Evidence of improvement of effect estimation over cross-sectional analysis

Chiu et al. [10] showed that using longitudinal assessments of incident hypertension (Ever, Progression, and Longitudinal) decreased the standard error of effect estimates over Baseline-only phenotype analyses. This method may prove useful for analyzing other incident diseases across time (eg, diabetes, stroke, coronary heart disease).

Improve ability to detect rare variants with moderate to large genetic effects, even with minimal collapsed phenotypes (average across measurements)

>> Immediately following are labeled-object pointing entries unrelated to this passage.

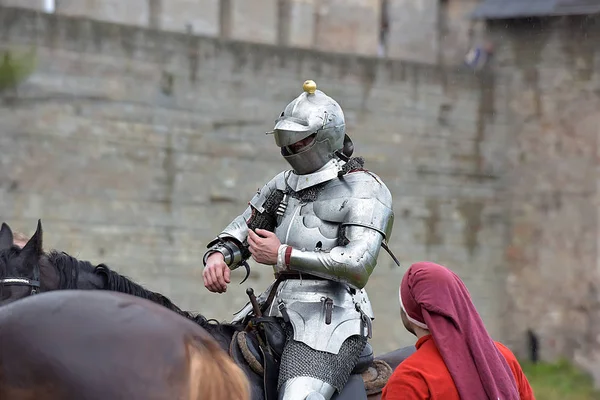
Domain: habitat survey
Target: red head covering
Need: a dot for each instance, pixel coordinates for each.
(434, 298)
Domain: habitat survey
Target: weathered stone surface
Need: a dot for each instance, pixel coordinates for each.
(136, 148)
(552, 185)
(348, 26)
(130, 12)
(254, 21)
(202, 16)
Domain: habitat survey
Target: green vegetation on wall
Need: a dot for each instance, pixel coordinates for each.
(15, 67)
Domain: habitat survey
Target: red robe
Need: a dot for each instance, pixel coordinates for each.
(424, 376)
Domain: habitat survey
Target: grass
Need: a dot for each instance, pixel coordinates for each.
(559, 381)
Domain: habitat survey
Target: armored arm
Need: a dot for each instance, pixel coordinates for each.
(366, 221)
(351, 264)
(232, 242)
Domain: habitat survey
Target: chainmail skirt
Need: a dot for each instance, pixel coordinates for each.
(299, 359)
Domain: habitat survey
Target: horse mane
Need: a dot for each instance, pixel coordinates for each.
(119, 283)
(68, 268)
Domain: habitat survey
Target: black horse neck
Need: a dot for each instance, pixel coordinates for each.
(75, 274)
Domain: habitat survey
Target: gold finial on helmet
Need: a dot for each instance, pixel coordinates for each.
(309, 87)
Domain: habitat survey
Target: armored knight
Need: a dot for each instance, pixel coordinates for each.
(324, 223)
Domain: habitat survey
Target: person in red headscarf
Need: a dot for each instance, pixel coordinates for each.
(456, 359)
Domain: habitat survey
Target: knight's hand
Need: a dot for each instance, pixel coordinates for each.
(264, 247)
(216, 273)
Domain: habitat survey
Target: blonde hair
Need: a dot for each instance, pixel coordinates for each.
(214, 375)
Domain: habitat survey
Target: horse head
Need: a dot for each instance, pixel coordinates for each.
(19, 267)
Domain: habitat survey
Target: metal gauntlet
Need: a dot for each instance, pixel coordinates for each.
(230, 251)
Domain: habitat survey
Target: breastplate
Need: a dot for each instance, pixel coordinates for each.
(301, 228)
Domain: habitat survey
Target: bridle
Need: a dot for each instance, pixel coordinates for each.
(34, 283)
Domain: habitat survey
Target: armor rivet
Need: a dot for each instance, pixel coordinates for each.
(310, 87)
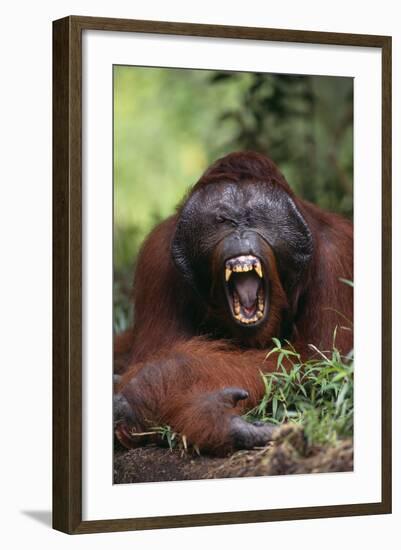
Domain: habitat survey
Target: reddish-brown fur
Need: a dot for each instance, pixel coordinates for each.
(178, 358)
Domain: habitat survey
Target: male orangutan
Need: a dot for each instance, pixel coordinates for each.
(243, 260)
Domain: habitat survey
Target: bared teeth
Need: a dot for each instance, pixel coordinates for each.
(258, 269)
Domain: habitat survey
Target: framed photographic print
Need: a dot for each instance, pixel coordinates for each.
(221, 274)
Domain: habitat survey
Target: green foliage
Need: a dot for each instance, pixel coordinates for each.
(170, 124)
(317, 394)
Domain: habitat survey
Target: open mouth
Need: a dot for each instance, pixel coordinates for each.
(246, 289)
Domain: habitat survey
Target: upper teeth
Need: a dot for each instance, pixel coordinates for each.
(243, 263)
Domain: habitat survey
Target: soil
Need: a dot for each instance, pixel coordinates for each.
(288, 453)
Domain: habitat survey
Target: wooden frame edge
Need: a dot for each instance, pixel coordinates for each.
(67, 274)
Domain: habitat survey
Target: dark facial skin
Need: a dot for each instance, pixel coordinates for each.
(224, 233)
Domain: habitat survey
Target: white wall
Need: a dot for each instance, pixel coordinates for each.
(25, 269)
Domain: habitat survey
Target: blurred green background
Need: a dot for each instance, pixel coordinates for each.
(170, 124)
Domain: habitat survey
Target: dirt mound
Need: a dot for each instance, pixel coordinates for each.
(288, 453)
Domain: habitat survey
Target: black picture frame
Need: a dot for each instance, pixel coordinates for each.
(67, 273)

WGS poses an increased challenge for longitudinal data, because of rare-variant identification and the computational burden of analyzing millions of markers simultaneously using complex, multilevel models. Family-based studies are useful for conducting rare-variant identification because of their ability to distinguish true variants from sequencing errors, reduce genetic heterogeneity, and increase the number of allelic copies. Therefore, the GAW19 family data set is ideal for improving statistical models incorporating repeat measurements using WGS. Additionally, Melton et al. [12] were able to improve the ability to detect rare variant associations by using minimal collapsing methods, thus decreasing computational burden and time.

Conclusions

In this paper, we summarize 3 GAW19 contributions applying novel statistical methods and testing of previously proposed techniques under alternative conditions for longitudinal genetic association. Although these statistical techniques varied, each evaluated the potential benefits of using phenotype collapsing and noncollapsing approaches to analyze longitudinal phenotypes. These longitudinal approaches may: (a) increase power to detect genetic effects; (b) decrease trait heterogeneity and standard error of effect estimates; (c) decrease computational burden for WGS; and (d) have the potential to identify subphenotypes important for understanding disease progression. Disease progression is a complicated process; however, genetic variants and biological pathways will offer new means to identify disease susceptibility, predict progression, and highlight effective public health interventions.